We then measured contractile force generation in cardiobundles and found a reduced maximum twitch amplitude in tissues transduced with cahErbb2 but not other mitogens (Figure 3H). This loss of maximum active force in cahErbb2 cardiobundles was accompanied by slower twitch kinetics (Figure 3—figure supplement 2A-C), as well as a significant increase in passive tension that indicated increased tissue stiffness (Figure 3I). We then confirmed that reduced contractile force generation due to cahErbb2 expression was also characteristic of mechanically unloaded tissues (Figure 3—figure supplement 2D, E). To examine the potential causes of cahErbb2-induced increase in stiffness, we first generated tissues with 1.4× NRVM/hydrogel volume which exhibited an increased size and necrotic core similar to those of cahErbb2 cardiobundles, however, this did not lead to larger passive tension (Figure 3—figure supplement 3A). We compared the 1.4× tissues to cahErbb2 tissues and found that both the tissue size and acellular area within the tissues were similar, which suggests that a larger tissue alone does not cause greatly increased passive tension as seen with cahErbb2 cardiobundles (Figure 3—figure supplement 3B). We further examined collagen I in cross-sections of cahErbb2 cardiobundles and found similar abundance to that of control tissues, indicating that increased tissue stiffness was not contributed by significant ECM accumulation (Figure 3—figure supplement 3C; Li et al., 2017). However, we found significant upregulation of intermediate filaments nestin and vimentin (Figure 3F, Figure 3—figure supplement 3D, E), suggesting that cahErbb2-induced cell stiffening, at least partly, was responsible for the observed increase in tissue stiffness (Calderone, 2018; Ward and Iskratsch, 2020). Taken together, among the studied mitogens, cahErbb2 induced the most potent pro-proliferative effects in both rat and human CMs, which also involved the sarcomere loss characteristic of CM dedifferentiation observed in carErbb2-expressing mice (D’Uva et al., 2015). Furthermore, in engineered NRVM cardiobundles, cahErbb2 mitogenic effects were uniquely associated with the increase in tissue size, loss of contractile force, increased intermediate filament expression, and tissue stiffening.
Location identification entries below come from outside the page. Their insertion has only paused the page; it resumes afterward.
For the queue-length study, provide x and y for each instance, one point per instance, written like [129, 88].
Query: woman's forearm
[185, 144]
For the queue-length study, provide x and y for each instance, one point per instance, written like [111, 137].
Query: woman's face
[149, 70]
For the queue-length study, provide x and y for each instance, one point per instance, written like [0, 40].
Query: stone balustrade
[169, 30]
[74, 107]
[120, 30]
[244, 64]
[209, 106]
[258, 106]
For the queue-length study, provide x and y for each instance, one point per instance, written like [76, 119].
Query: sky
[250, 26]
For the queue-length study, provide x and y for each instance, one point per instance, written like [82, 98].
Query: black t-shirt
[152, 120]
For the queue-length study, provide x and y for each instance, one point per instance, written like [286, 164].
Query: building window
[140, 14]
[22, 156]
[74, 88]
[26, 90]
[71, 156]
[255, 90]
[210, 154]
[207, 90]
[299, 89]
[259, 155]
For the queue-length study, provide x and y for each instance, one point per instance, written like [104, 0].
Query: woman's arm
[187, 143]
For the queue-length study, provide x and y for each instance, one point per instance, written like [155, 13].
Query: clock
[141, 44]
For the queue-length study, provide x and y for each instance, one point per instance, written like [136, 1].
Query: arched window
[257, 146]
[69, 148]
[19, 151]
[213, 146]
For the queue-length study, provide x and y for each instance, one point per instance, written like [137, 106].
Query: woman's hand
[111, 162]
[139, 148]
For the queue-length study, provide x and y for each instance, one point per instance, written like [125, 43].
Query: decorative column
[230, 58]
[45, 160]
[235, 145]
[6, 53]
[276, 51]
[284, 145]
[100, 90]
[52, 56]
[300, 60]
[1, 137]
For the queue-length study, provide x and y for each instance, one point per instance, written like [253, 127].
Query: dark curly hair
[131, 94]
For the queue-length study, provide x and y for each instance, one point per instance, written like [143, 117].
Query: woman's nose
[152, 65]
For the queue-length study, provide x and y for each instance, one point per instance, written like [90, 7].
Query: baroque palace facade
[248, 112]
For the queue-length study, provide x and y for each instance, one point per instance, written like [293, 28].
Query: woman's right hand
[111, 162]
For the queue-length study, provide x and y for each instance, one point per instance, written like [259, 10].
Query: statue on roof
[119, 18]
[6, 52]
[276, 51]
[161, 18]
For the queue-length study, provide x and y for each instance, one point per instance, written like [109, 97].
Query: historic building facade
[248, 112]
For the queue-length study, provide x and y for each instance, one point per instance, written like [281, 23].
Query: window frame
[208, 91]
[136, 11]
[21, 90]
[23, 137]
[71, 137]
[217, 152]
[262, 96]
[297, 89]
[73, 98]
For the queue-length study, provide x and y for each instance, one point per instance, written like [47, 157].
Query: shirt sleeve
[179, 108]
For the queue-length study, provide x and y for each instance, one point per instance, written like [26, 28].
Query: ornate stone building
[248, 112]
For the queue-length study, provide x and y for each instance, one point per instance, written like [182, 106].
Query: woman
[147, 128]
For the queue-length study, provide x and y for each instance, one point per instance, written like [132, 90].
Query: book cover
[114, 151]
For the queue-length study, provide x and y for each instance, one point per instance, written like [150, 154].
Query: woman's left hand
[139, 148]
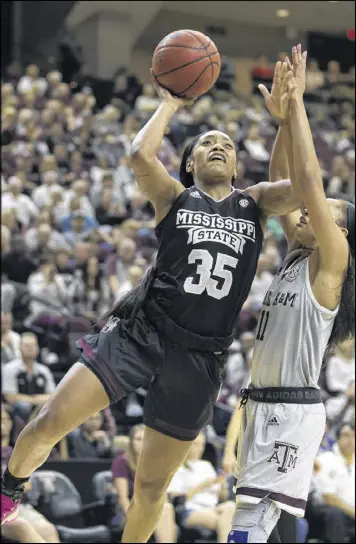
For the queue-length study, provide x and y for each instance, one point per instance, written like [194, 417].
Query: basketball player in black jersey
[171, 334]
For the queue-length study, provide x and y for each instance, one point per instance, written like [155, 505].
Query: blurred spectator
[42, 195]
[32, 80]
[315, 79]
[135, 273]
[90, 441]
[123, 472]
[198, 483]
[340, 369]
[10, 340]
[331, 514]
[49, 286]
[119, 263]
[262, 69]
[24, 207]
[25, 382]
[79, 229]
[88, 293]
[43, 240]
[16, 264]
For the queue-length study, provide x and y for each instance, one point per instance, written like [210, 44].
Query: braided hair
[344, 324]
[185, 177]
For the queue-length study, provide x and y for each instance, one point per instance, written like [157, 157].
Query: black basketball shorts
[183, 385]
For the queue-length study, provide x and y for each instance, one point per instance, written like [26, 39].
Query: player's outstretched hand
[168, 97]
[228, 463]
[283, 87]
[298, 68]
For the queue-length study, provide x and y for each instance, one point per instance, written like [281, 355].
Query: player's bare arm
[279, 198]
[151, 176]
[329, 262]
[282, 167]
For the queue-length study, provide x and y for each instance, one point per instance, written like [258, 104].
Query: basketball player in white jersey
[309, 308]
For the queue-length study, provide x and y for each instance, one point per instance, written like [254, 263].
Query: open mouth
[217, 157]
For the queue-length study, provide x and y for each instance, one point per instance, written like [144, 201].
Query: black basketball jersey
[206, 261]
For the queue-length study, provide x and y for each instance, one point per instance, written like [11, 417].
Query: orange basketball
[187, 63]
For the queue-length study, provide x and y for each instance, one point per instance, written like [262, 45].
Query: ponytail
[344, 324]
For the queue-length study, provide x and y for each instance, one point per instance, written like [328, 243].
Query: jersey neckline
[233, 190]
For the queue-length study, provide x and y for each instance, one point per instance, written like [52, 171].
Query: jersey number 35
[207, 272]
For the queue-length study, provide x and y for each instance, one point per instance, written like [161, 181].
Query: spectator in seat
[134, 276]
[203, 489]
[79, 229]
[43, 239]
[17, 265]
[123, 473]
[24, 207]
[32, 79]
[340, 369]
[79, 189]
[118, 264]
[255, 145]
[262, 69]
[41, 195]
[48, 285]
[90, 441]
[333, 73]
[331, 516]
[25, 382]
[10, 340]
[315, 78]
[30, 526]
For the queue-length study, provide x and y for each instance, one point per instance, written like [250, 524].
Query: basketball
[186, 63]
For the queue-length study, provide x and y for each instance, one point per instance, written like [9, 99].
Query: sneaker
[9, 509]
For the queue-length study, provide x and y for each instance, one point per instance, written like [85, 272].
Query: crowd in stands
[76, 233]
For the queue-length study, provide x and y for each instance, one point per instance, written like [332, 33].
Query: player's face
[214, 158]
[305, 233]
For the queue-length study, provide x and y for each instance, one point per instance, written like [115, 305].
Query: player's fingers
[277, 72]
[299, 51]
[264, 91]
[295, 56]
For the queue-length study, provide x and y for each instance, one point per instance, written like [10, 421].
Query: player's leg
[254, 522]
[160, 458]
[79, 395]
[225, 513]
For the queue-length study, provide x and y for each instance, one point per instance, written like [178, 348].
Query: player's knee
[253, 522]
[48, 424]
[150, 490]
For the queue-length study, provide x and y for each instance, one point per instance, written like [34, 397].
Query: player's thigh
[79, 395]
[160, 457]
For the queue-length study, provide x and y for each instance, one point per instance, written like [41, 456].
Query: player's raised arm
[330, 238]
[151, 176]
[279, 198]
[282, 167]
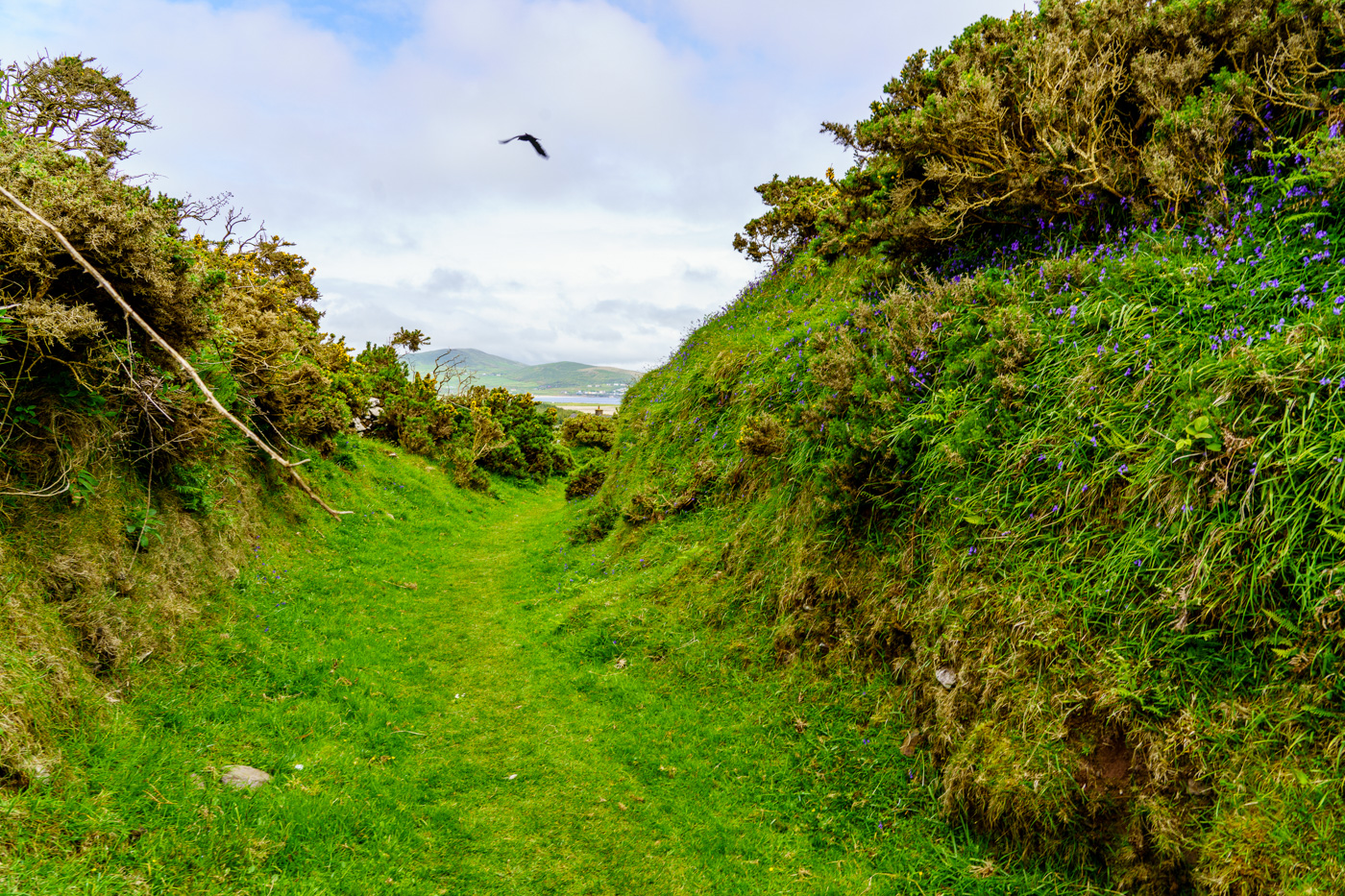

Human but not rat caErbb2 activates Erk signaling in hiPSC-CMs
We were intrigued by the finding that human but not rat caErbb2 exerted significant mitogenic effects in hiPSC-CMs and NRVMs, and decided to further probe the mechanisms of cahErbb2 action. Previously, the expression of rat caErbb2 in mouse CMs led to sarcomere disassembly in vitro and in vivo, while downstream Erk and Akt signaling were found to be the primary drivers of carErbb2-induced CM cell cycle activation (D’Uva et al., 2015). In hiPSC-CMs in our study, cahErbb2 but not carErbb2 expression resulted in increased pErk and Erk abundance (Figure 4A). Moreover, previously reported pAkt increase was not observed for either rat or human caErbb2 expression, with carErbb2 expression reducing total Akt (Figure 4A). We then measured the relative gene expression of Erk downstream targets indicative of increased Erk activity (Wagle et al., 2018). Whereas cahErbb2 expression robustly increased transcription of multiple Erk targets, carErbb2 expression caused no such increase (Figure 4B). Consistent with the cahErbb2-induced Erk activation, we also observed an increase in nuclear localization of Erk protein (Figure 4C), and further confirmed Erk activation by analyzing the expression of additional gene targets (Figure 4D). In contrast to Erk, Akt localization was unaffected by cahErbb2 expression (Figure 4E). Interestingly, cahErbb2 but not carErbb2 also increased the abundance of phosphorylated ribosomal protein S6 (pS6) in Western blots (Figure 4F), which was further confirmed by immunostaining (Figure 4G). pS6 is usually considered as a downstream target of mTOR, which can be activated by stimulation of Akt or Erk pathway (Roux et al., 2007; Warfel et al., 2011). Curiously, pmTOR expression was unaffected by cahErbb2 (Figure 4F) and the Akt pathway was not upregulated (Figure 4A and B); thus, the human caErbb2-induced pS6 increase likely resulted from an mTOR-independent, Erk-dependent mechanism previously associated with Ser235/236 phosphorylation of pS6 (Roux et al., 2007).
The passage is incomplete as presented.